You are viewing a plain text version of this content. The canonical link for it is here.
Posted to dev@poi.apache.org by Jörn Franke <jo...@gmail.com> on 2018/10/19 19:57:06 UTC

Re: Using StAX parser for .xlsx files

thanks a lot to all comments. I updated the hadoopoffice library to include
also Stax parsing. In a later stage I will also add reading comments.

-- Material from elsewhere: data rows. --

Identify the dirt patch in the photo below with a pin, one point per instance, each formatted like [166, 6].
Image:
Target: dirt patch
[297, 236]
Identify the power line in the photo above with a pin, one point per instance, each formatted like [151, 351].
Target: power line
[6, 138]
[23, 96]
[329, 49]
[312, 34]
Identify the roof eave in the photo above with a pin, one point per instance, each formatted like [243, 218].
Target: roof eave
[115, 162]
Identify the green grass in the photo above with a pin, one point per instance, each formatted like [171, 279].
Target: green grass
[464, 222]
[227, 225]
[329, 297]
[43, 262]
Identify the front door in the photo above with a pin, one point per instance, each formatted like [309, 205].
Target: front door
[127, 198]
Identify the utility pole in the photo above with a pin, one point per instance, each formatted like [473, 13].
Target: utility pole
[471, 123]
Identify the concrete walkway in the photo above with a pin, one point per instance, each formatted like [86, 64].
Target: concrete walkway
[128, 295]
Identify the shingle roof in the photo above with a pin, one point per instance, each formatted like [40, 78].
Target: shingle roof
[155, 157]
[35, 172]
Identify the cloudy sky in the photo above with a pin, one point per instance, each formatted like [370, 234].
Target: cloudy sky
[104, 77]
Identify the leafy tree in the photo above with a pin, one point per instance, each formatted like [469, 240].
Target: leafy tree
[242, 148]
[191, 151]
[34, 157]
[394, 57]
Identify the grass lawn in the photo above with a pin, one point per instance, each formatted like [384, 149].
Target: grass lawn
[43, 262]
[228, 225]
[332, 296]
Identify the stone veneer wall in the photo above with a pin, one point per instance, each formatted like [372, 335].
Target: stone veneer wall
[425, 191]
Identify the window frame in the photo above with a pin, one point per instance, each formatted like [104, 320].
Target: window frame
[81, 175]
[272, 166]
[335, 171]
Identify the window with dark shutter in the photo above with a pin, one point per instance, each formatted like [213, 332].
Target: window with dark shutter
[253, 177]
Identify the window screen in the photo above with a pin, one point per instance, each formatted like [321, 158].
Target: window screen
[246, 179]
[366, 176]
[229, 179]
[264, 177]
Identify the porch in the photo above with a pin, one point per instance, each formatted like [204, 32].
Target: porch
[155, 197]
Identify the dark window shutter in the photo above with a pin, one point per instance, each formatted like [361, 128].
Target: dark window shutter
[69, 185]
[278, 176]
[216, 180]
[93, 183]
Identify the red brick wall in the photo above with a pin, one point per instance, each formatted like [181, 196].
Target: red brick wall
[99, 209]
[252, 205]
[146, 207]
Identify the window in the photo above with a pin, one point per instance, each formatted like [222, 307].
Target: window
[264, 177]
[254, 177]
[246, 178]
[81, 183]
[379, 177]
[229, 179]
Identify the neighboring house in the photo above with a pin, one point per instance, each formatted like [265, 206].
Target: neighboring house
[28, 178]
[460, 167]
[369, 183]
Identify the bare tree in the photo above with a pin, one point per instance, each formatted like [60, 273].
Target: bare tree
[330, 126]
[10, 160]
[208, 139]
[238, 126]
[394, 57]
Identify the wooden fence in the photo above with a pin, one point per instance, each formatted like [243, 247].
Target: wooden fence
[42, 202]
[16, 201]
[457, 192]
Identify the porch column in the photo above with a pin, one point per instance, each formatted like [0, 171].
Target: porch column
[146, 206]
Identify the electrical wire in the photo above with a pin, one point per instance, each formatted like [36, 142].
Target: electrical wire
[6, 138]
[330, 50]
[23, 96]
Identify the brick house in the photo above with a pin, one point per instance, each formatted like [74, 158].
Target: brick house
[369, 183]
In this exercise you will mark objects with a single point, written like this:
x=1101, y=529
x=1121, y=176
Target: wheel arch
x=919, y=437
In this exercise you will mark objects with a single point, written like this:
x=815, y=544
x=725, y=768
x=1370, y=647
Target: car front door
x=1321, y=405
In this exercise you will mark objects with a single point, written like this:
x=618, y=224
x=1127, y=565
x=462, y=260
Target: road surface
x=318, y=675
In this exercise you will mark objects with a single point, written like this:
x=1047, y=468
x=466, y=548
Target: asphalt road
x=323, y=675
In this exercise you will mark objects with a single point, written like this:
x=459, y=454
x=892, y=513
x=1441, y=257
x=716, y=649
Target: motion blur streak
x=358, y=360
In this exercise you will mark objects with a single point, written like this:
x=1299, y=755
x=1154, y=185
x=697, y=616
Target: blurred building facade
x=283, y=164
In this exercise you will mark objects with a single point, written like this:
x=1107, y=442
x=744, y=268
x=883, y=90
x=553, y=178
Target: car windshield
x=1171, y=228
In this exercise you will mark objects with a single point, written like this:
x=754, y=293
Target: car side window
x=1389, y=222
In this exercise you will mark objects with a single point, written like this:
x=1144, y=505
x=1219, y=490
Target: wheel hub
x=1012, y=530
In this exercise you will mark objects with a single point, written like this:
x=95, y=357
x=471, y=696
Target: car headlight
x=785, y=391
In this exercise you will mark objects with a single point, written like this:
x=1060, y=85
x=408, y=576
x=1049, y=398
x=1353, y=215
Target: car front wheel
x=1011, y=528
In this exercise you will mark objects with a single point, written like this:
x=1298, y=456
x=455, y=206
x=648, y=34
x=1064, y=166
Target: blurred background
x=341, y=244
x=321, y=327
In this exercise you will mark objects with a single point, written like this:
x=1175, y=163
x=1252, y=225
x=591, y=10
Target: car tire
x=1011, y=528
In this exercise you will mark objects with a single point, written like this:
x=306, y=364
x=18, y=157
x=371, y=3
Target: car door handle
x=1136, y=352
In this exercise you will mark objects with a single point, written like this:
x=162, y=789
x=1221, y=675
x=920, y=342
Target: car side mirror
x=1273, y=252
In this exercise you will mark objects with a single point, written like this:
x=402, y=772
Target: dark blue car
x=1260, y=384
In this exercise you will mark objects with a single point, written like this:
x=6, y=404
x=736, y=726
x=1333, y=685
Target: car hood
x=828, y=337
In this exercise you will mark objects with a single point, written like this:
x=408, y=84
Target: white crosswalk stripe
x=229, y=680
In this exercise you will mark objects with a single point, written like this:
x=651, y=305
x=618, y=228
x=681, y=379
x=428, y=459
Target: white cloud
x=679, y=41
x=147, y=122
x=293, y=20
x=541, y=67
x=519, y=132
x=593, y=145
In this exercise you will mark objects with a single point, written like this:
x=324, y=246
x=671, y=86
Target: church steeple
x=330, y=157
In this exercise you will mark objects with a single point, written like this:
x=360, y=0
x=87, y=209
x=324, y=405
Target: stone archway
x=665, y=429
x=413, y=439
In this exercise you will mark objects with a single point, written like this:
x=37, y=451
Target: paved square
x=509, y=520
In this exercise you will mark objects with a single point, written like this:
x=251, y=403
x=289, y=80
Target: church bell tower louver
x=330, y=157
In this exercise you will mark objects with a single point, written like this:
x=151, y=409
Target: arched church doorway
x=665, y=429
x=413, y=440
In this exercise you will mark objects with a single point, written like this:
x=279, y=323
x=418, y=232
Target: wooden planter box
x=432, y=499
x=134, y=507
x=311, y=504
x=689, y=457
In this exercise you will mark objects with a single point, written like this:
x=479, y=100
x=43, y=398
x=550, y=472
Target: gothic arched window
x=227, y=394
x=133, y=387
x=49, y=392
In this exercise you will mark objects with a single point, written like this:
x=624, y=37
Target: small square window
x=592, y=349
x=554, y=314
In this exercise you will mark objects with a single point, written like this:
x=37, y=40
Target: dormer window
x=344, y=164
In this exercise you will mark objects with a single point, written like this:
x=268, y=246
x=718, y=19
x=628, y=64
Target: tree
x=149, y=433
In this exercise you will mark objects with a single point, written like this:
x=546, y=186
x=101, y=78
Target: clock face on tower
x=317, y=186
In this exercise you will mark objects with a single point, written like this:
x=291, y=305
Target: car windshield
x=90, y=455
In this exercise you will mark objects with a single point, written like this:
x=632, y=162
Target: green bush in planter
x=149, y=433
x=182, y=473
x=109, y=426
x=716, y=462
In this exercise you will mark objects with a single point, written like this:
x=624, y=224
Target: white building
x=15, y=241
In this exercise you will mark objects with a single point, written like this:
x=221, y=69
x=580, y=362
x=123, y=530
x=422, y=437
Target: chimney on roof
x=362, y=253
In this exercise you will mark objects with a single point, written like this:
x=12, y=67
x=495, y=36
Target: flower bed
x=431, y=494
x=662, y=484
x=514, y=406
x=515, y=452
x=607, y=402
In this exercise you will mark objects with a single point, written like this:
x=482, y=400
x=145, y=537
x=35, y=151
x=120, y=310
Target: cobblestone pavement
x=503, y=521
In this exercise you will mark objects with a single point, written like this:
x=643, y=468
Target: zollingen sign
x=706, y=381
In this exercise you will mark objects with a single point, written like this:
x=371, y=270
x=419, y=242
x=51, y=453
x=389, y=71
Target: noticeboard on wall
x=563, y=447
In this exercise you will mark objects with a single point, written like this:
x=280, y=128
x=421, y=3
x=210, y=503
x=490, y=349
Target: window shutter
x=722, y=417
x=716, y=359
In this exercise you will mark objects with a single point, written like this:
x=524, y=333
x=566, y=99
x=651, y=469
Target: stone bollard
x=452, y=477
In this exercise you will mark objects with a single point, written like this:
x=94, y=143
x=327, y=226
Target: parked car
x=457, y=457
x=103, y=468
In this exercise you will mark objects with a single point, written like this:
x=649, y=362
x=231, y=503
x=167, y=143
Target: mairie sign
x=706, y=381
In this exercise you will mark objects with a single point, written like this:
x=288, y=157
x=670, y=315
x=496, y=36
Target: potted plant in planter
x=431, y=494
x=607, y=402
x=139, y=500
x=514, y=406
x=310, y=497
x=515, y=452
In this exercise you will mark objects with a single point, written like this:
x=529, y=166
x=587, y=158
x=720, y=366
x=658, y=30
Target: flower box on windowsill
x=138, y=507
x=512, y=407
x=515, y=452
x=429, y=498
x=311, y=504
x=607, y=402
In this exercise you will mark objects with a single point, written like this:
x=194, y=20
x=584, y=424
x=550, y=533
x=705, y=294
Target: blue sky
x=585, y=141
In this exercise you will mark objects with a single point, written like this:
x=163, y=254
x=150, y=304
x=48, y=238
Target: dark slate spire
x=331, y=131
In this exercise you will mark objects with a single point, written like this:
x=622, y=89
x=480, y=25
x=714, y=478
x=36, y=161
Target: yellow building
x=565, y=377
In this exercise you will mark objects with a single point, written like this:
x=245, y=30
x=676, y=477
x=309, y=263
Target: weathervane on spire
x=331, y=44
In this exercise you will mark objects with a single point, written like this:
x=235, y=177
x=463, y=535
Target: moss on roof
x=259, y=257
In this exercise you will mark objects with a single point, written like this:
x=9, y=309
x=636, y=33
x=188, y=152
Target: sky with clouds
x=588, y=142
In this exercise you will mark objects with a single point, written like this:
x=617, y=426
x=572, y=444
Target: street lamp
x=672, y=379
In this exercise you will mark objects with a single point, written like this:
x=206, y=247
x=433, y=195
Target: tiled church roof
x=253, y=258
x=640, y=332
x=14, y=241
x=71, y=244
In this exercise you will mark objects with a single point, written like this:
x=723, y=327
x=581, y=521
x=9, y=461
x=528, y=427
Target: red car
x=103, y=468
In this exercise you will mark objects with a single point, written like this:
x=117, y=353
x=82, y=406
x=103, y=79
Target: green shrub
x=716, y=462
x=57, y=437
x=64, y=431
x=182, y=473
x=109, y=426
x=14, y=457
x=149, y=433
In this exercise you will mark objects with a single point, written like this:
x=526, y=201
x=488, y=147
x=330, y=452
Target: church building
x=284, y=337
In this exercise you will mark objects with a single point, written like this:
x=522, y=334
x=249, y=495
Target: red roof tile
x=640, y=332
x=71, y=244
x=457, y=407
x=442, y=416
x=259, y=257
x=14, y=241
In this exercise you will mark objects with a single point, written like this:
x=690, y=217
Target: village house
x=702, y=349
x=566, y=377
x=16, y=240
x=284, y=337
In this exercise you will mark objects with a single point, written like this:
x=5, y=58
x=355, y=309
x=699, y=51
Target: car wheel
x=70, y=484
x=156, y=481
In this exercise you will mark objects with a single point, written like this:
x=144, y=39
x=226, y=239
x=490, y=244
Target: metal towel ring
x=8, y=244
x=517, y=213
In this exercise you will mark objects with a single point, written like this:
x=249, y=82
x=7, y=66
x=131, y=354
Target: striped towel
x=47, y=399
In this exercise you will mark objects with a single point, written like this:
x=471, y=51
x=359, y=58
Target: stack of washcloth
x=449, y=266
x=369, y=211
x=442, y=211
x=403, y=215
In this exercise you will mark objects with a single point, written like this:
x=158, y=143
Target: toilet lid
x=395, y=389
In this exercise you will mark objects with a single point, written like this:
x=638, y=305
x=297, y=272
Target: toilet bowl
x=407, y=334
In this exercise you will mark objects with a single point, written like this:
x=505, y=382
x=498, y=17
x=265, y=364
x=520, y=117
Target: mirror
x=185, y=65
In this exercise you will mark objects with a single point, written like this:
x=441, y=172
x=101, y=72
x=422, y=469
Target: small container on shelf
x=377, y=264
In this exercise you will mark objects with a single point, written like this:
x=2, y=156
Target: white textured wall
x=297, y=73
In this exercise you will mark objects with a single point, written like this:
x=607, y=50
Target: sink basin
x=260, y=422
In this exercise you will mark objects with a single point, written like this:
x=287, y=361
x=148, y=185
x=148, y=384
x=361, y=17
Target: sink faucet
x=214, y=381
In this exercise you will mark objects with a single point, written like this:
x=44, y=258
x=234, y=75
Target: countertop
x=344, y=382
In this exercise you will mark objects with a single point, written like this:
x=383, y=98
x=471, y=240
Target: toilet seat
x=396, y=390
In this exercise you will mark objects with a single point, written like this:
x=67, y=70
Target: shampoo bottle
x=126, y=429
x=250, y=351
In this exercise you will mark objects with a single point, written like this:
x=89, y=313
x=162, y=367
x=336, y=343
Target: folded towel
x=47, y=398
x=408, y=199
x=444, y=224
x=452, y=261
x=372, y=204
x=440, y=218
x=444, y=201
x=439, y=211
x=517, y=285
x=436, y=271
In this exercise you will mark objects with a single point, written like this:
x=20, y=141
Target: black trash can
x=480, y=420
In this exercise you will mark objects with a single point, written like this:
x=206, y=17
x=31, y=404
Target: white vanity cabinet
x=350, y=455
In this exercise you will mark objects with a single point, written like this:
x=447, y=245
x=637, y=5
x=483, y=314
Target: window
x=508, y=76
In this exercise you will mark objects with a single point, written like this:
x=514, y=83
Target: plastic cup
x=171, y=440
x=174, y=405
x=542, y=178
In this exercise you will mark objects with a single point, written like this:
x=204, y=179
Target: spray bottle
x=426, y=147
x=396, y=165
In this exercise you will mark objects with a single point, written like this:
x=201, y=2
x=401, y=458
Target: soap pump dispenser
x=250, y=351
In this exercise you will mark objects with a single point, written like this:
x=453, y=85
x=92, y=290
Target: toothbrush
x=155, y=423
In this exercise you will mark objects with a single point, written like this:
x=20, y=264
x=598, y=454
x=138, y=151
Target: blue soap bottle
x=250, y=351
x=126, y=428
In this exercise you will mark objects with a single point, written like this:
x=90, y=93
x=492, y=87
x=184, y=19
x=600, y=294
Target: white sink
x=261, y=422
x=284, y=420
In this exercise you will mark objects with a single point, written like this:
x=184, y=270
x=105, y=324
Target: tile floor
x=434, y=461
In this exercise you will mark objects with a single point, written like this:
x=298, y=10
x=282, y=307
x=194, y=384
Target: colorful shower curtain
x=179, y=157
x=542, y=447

On Fri, May 18, 2018 at 11:37 PM Jörn Franke <jo...@gmail.com> wrote:

> Hi,
>
> I wonder if someone has already used successfully the StAX parser with
> .xlsx files (ie instead of an event driven push model a pull model, cf.
> https://docs.oracle.com/javase/tutorial/jaxp/stax/why.html).
>
> Reason that I ask is that on Big Data platforms (for which we implemented
> the HadoopOffice library powered by Apache POI, cf.
> https://github.com/ZuInnoTe/hadoopoffice) the event driven model causes a
> lot of memory overhead, because virtually all Big Data platforms implement
> a pull model, which means if I use the push model provided by the event API
> then I need to load the full content in memory to make it available as a
> pull model, since those platforms are not event driven.
>
> I found the StaxHelper class, but I have little idea how it can be used
> within Apache POI:
> https://poi.apache.org/apidocs/org/apache/poi/util/StaxHelper.html
>
>
> The main goal is to have a light weight approach as proposed by the
> current POI event push model for reading .xlsx files (
> https://poi.apache.org/spreadsheet/how-to.html#xssf_sax_api) , but in
> form of a pull model, e.g. as illustrated in the following pseudo code:
>
> XMLInputFactory xmlif;
>
> XSSFReader.SheetIterator iter;
> InputStream currentInputStream;
>
> XMLStreamReader xmlr;
>
>
> /* function called once at the start of processing */
> public void init() {
> r = new XSSFReader( pkg );
> ReadOnlySharedStringsTable strings = new ReadOnlySharedStringsTable(pkg);
> // inputstream sheet iterator
>  iter = (XSSFReader.SheetIterator)r.getSheetsData();
> // XML factory to create Stax Parser
>
> xmlif = XMLInputFactory.newInstance();
>
> }
>
>
> /** the following method is called by the Big Data platform (Flink, Spark,
> Hadoop, Hive etc.) do get the next row without reading the full file in
> memory as in the DOM or SAX (Push) model
> returns null if no further record exist, otherwise sets the current cell
> content as String
> **/
> public String getNextRow() {
> // check if we have data to read
> if ((xmlr==null) || xmlr.hasNext()==false) {
>   if (!iter.hasNext()) {
>      return null;
> } else {
> // read sheet into stax parser
>
> xmlr=xmlif.createXMLStreamReader(iter.next());
>
> }
> // read the data from stax
>  //
> return xmlr.getText(); // just an example, in fact i need to check for a c
> tag, check its type, if it is string then check the string table, otherwise
> convert the numeric to a data or indeed a number
> }
>
> Any pitfalls with this approach? I assume I need to link the sharedstring
> table somehow to the cell tag (I can derive probably from the source code
> of the event API how to do this).
> Formula evaluation is not of so much importance for this currently (the
> HadoopOffice library offers for formula evaluation to load the full file in
> memory).
> Of course still the full sharedstringtable needs to be loaded in memory,
> but I expect for the data to have a very small sharedstring table and/or
> use of numerics.
>
> Has anyone used the StAX API together with .xlsx files with POI?
>
>
> Thank you.
>
> best regards
>